In the days that followed, Low gave his friend every reason to have faith in him. First, he informed Chew that his parents and relatives were eager to join the network, and that the more individuals who joined, the more money Chew would receive.

“He informed me that there were two people, then four, and then, I believe, about 15 others who wanted to join him,” Chew added.

This is where selfies entered the picture.

During meals, Low displayed photographs of himself with expensive automobiles and in various houses he claimed to have purchased. He claimed to have millions in his money account and appeared “competent” to Chew.

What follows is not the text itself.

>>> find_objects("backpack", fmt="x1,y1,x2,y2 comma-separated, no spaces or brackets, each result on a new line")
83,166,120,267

“I was considering… He is someone who is very significant to me at the moment,” Chew remarked.

One week later, when Low presented him with a business proposal for a bubble tea business called Fitness Tea, he readily agreed. Back then, Chew was also a fitness instructor.

Under both of their names, Fitness Tea was quickly registered with the Accounting and Corporate Regulatory Authority.

Using Chew’s identity card number, Low signed contracts for six mobile lines that were packaged with the newest phone models.

Chew stated, “He stated that he would use the company’s account to pay these phone expenses.”

Low retained the phones in order to “configure them to the company line.”

However, he then issued checks for six business offices’ deposits. At that point, Chew began to become skeptical. He stated, “We were establishing a bubble tea firm.” Why did you need so many offices to operate a little store?

To avoid inquiries, Low offered him a monthly payment of S$10,000. But the check never arrived. He approached Low, who made him feel guilty for being suspicious.

Low finally removed Chew’s name from the business and disappeared from view.

Chew terminated all cell lines in order to stop incurring losses on phone bills. However, the early termination fees alone cost him almost $10,000.

He informed the police about Low.

But what inspired Low? Why is he acting this way? His background, as he recounted from inside Changi Prison, included a “terrible” upbringing and being “looked down on since boyhood.”

“My parents are divorced,” stated the 28-year-old, who was raised by his mother and grandmother. “At school, my peers made fun of me for not having a father.”

He stated that he desired wealth in 2018 because his family was unable to pay his grandmother’s hospital fees. His mother was diagnosed with cancer as well.

“All I wanted was the money so I could pay off my debts,” he explained.

Therefore, he used Google. “One of the websites (I discovered) had a specific technique for teaching fraud,” he claimed. This only works with close friends and family members.

He attempted to appear wealthy to attract individuals who were not his close pals.

The plan, which he claimed to have read about in the newspaper, was to convince individuals to sign up for mobile lines and then sell the phones for a profit.

“I am aware that it is their hard-earned cash,” he remarked. “However, at that time I did not consider the consequences.”

He expressed regret for his actions, especially because he had caused his mother pain. She had attended his court appearance and monthly prison visits. Three months after he began serving his term, she passed away, and he felt he had “lost everything.”

He expressed “sincere remorse” to those he had harmed.

“Nothing I’ve done can ever be undone,” he admitted. “I do hope that I can prove to all the victims and everyone around me that… I am a transformed individual.”